Tuesday, July 08, 2008

EDITORIAL >>Initiatives good and bad

Arkansas is one of only 24 states that have an initiative process that allows the citizenry to write and enact laws, and it makes it rather hard by requiring the signatures of a lot of voters to put a proposal on the ballot. The high threshold — 8 percent of the votes cast in the last gubernatorial election — is supposed to keep everyone with a rash or simply nutty idea from putting it before voters who do not have the time to inform themselves.

The wisdom of that threshold proved itself again Monday when the backers of a proposed act to punish immigrants failed to get the required 62,000 signatures to put it on the November ballot. They fell far short of petition requirements, which might be poor organization but which we like to think reflected the good judgment of voters. The short but far too simple explanation of the proposal was that it would prevent people who are in the country illegally from receiving public benefits.

Gov. Beebe pointed out that much of the nightmarishly long proposition was already state or federal law and if it were enacted the state would be saddled with duplicative or in some cases conflicting laws. What it would have done is require the state government to establish new bureaucracies at a high cost to taxpayers to try to enforce what the federal government does or fails to do. The sponsors wanted to capture and inflame the hysteria in some quarters over the growing number of Hispanic workers.

Now people in the voting booth this fall will not have to parse that bewildering proposition to figure out if it would be good public policy. They would not have much chance, of course, because you are allowed three minutes in the booth, but the reasoning behind these propositions is that people will simply vote their gut emotions: Illegal immigrants? Vote against them.

A similar rationale lies behind two other initiative propositions that probably will make it on the ballot: an act to prevent unmarried couples from adopting children or serving as foster parents and a constitutional amendment to legalize lotteries and other forms of gambling that the legislature might want to authorize. The well-heeled lottery campaign raised far more signatures than are required and is almost certain to be on the ballot. We will have for the first time a straight up-or-down vote on a lottery.

The adoption and foster-parenting act fell well short of the legal signatures, but a loophole in the initiative and referendum law — perhaps 15,000 of the signatures are illegal — gives them a 30-day hiatus to recover and get the extra signatures to get it certified to the ballot.
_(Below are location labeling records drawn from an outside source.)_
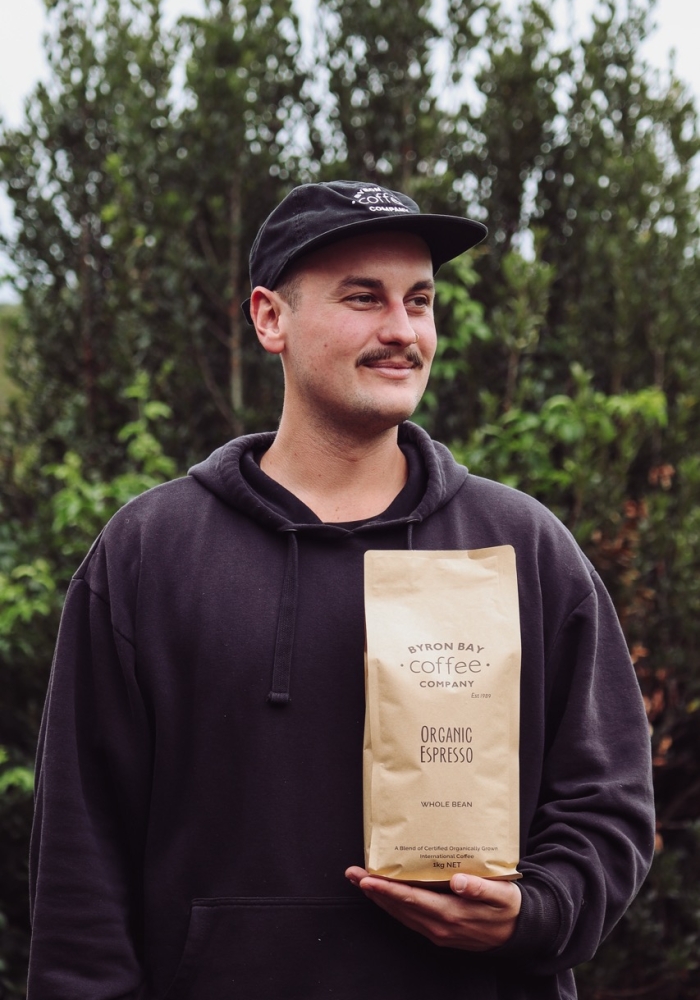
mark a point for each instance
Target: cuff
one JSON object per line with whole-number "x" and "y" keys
{"x": 539, "y": 926}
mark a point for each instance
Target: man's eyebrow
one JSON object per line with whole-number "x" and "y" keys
{"x": 359, "y": 281}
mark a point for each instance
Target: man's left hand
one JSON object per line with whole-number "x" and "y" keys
{"x": 476, "y": 915}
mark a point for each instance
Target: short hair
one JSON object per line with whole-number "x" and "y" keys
{"x": 289, "y": 287}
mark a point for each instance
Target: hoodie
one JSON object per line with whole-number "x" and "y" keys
{"x": 199, "y": 791}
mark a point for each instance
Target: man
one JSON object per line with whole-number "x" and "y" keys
{"x": 200, "y": 792}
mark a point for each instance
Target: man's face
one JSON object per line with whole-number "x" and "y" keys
{"x": 359, "y": 344}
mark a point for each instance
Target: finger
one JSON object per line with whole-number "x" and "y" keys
{"x": 505, "y": 895}
{"x": 355, "y": 874}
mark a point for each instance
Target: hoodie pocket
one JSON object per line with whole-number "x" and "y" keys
{"x": 312, "y": 948}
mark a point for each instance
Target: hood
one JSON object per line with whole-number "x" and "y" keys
{"x": 221, "y": 475}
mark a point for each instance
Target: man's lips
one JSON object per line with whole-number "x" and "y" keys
{"x": 382, "y": 358}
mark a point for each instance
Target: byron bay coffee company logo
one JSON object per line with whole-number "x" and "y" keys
{"x": 444, "y": 664}
{"x": 376, "y": 199}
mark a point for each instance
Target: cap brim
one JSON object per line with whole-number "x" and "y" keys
{"x": 447, "y": 236}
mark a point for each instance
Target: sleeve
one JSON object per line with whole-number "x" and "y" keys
{"x": 93, "y": 773}
{"x": 591, "y": 841}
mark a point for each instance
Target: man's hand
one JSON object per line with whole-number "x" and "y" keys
{"x": 476, "y": 915}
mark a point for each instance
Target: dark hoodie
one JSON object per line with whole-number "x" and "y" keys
{"x": 200, "y": 781}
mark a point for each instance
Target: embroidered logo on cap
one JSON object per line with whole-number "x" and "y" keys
{"x": 376, "y": 199}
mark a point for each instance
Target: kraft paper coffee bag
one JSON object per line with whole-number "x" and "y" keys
{"x": 441, "y": 791}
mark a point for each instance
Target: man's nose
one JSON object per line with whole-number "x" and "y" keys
{"x": 396, "y": 327}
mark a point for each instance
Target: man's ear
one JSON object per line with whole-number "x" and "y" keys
{"x": 265, "y": 310}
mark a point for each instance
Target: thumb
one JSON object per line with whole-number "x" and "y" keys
{"x": 493, "y": 891}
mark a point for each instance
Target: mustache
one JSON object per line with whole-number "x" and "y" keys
{"x": 410, "y": 355}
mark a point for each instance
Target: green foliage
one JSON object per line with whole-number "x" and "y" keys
{"x": 567, "y": 364}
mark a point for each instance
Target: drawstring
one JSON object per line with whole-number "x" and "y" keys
{"x": 284, "y": 643}
{"x": 286, "y": 623}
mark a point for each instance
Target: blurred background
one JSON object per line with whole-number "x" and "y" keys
{"x": 140, "y": 149}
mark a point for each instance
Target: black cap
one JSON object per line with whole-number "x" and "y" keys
{"x": 314, "y": 215}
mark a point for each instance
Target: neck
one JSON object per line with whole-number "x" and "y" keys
{"x": 338, "y": 476}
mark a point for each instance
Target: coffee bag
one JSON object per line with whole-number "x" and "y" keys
{"x": 441, "y": 788}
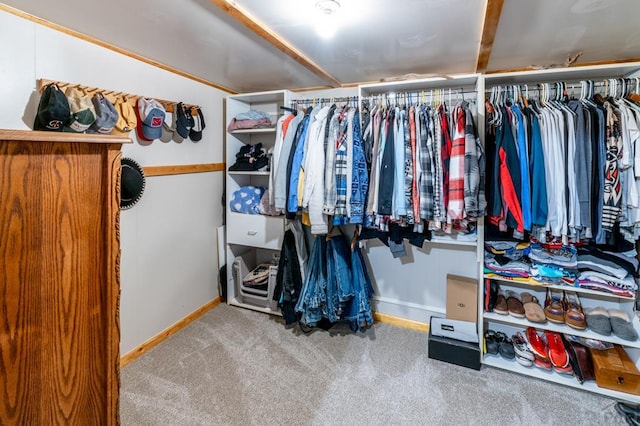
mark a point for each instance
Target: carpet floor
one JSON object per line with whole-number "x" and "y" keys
{"x": 239, "y": 367}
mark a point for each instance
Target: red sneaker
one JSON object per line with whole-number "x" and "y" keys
{"x": 543, "y": 363}
{"x": 557, "y": 353}
{"x": 537, "y": 345}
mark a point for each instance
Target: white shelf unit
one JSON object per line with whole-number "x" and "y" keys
{"x": 588, "y": 298}
{"x": 437, "y": 258}
{"x": 254, "y": 237}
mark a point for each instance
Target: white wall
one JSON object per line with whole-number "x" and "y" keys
{"x": 413, "y": 287}
{"x": 168, "y": 240}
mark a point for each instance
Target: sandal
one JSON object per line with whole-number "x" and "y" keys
{"x": 532, "y": 309}
{"x": 491, "y": 344}
{"x": 621, "y": 325}
{"x": 553, "y": 307}
{"x": 574, "y": 317}
{"x": 500, "y": 306}
{"x": 515, "y": 305}
{"x": 505, "y": 346}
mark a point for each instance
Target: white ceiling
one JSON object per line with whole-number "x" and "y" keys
{"x": 376, "y": 38}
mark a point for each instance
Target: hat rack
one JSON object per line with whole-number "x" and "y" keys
{"x": 112, "y": 95}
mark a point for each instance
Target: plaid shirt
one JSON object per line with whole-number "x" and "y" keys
{"x": 408, "y": 169}
{"x": 475, "y": 203}
{"x": 426, "y": 181}
{"x": 446, "y": 156}
{"x": 340, "y": 213}
{"x": 359, "y": 177}
{"x": 456, "y": 167}
{"x": 612, "y": 185}
{"x": 438, "y": 200}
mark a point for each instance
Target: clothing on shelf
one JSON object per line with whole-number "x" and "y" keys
{"x": 337, "y": 285}
{"x": 252, "y": 119}
{"x": 564, "y": 168}
{"x": 319, "y": 169}
{"x": 427, "y": 166}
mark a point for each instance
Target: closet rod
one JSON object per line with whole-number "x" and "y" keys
{"x": 325, "y": 100}
{"x": 535, "y": 86}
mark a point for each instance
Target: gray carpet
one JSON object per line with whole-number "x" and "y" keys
{"x": 238, "y": 367}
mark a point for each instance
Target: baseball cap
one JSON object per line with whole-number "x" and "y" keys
{"x": 198, "y": 126}
{"x": 150, "y": 118}
{"x": 127, "y": 120}
{"x": 184, "y": 120}
{"x": 53, "y": 110}
{"x": 82, "y": 112}
{"x": 106, "y": 115}
{"x": 132, "y": 183}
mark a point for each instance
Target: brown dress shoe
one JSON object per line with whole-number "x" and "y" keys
{"x": 553, "y": 306}
{"x": 501, "y": 305}
{"x": 515, "y": 305}
{"x": 574, "y": 317}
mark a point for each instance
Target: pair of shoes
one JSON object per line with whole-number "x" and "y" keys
{"x": 490, "y": 342}
{"x": 574, "y": 315}
{"x": 631, "y": 413}
{"x": 539, "y": 349}
{"x": 550, "y": 351}
{"x": 564, "y": 307}
{"x": 524, "y": 356}
{"x": 532, "y": 309}
{"x": 497, "y": 342}
{"x": 491, "y": 290}
{"x": 603, "y": 321}
{"x": 509, "y": 304}
{"x": 558, "y": 355}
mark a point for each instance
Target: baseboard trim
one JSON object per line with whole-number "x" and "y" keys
{"x": 160, "y": 337}
{"x": 401, "y": 322}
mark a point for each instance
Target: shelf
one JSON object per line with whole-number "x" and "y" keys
{"x": 562, "y": 328}
{"x": 531, "y": 283}
{"x": 253, "y": 131}
{"x": 454, "y": 242}
{"x": 561, "y": 379}
{"x": 235, "y": 302}
{"x": 248, "y": 173}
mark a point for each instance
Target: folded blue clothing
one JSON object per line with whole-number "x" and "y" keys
{"x": 565, "y": 255}
{"x": 246, "y": 199}
{"x": 252, "y": 114}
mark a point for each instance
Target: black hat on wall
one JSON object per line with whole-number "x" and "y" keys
{"x": 184, "y": 120}
{"x": 195, "y": 134}
{"x": 53, "y": 110}
{"x": 132, "y": 183}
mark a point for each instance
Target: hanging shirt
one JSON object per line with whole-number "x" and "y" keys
{"x": 523, "y": 157}
{"x": 296, "y": 164}
{"x": 456, "y": 166}
{"x": 360, "y": 180}
{"x": 399, "y": 203}
{"x": 612, "y": 187}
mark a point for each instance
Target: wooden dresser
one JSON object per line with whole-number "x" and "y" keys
{"x": 59, "y": 278}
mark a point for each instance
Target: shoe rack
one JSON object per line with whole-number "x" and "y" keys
{"x": 251, "y": 239}
{"x": 511, "y": 325}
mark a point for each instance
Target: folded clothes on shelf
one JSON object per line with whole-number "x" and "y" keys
{"x": 251, "y": 119}
{"x": 250, "y": 158}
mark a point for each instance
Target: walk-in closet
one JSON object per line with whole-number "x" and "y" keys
{"x": 320, "y": 212}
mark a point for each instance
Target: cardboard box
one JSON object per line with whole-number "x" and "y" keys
{"x": 462, "y": 298}
{"x": 614, "y": 370}
{"x": 453, "y": 351}
{"x": 454, "y": 329}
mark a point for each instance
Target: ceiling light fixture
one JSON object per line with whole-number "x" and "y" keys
{"x": 326, "y": 24}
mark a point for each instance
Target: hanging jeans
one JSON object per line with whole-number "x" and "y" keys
{"x": 313, "y": 294}
{"x": 340, "y": 286}
{"x": 358, "y": 308}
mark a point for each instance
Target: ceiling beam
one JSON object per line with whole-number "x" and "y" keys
{"x": 491, "y": 20}
{"x": 243, "y": 17}
{"x": 81, "y": 36}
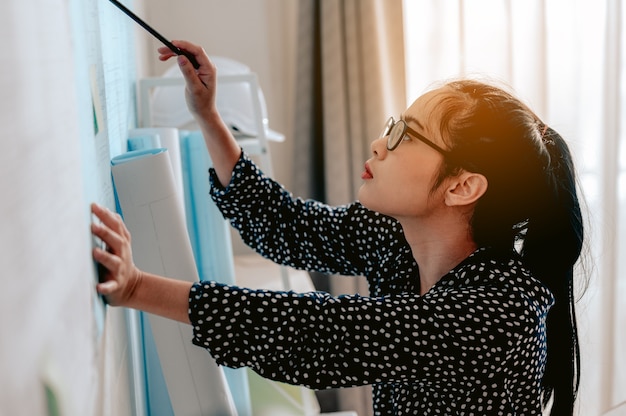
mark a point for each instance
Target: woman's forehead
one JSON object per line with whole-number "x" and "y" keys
{"x": 426, "y": 110}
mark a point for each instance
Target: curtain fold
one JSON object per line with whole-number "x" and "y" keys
{"x": 566, "y": 59}
{"x": 351, "y": 77}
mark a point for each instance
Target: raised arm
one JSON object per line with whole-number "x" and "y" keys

The adoption/foster-parenting proposition counts on popular loathing for gays and lesbians. The backers try to put an anti-gay proposal (example: gay marriage) on the ballot every two years. It gets out a good conservative vote.

This one is particularly harmful because it would restrict the choices that state child-welfare people can make for thousands of neglected children. The state has a shortage of willing adoptive and foster parents and a record of abuse. The state has a history of scandalous treatment of foster children, by heterosexual custodians, but this would make it illegal to put children in the homes of caring people if for some reason they do not have a valid marriage license. Though the ideal would be stable married couples, studies have shown that children thrive emotionally in the homes of unmarried couples. The proposal would remove that option for desperate children.

We think that voters ultimately will side with the children and not with the social ideologues.

The lottery amendment is apt to pass. The campaign will be well financed and the net proceeds of the lottery are for a purpose that no one can be against: college scholarships. Lotteries raise a moral issue: Should state government be in the business of encouraging people, particularly the poor, to gamble their money on a long shot at instant wealth, even if youngsters will benefit from the net proceeds? Everyone will act upon his or her own moral compass about that. Our guess, based on opinion polls, is that most voters will say yes. Except for a few and the very poor, small-time gambling is a harmless vice.

This lottery proposition raises a couple of troubling issues. First, the sponsors vastly overstate the proceeds that will flow to the colleges. But lottery backers, which include the gaming industry, always overstate the proceeds. It will not be $100 million a year, but it could be $40 million to $50 million. Having our own lottery will keep some capital in the state because people who want to buy tickets will not have to cross the state line. Of course, part of the proceeds will flow out of Arkansas to the gaming contractors who will get the business.

A larger issue for some people may be the breadth of the proposition. The drafters chose not to define a lottery, which means that the amendment would repeal the current constitutional prohibition against gambling. The courts have interpreted lotteries broadly to mean gambling. If the legislature subsequently chose to legalize casinos, as it once did (Gov. Winthrop Rockefeller vetoed the bill in 1969), the cloud over its legality would be removed.

This is still not the clean, simple initiative to authorize a state-run lottery that lots of people wanted. When the gambling industry is involved, nothing is ever simple and clean. But the issues will be clearly explicated this time and for the first time since 1964 we should have a clear expression from the voters on legalized gambling.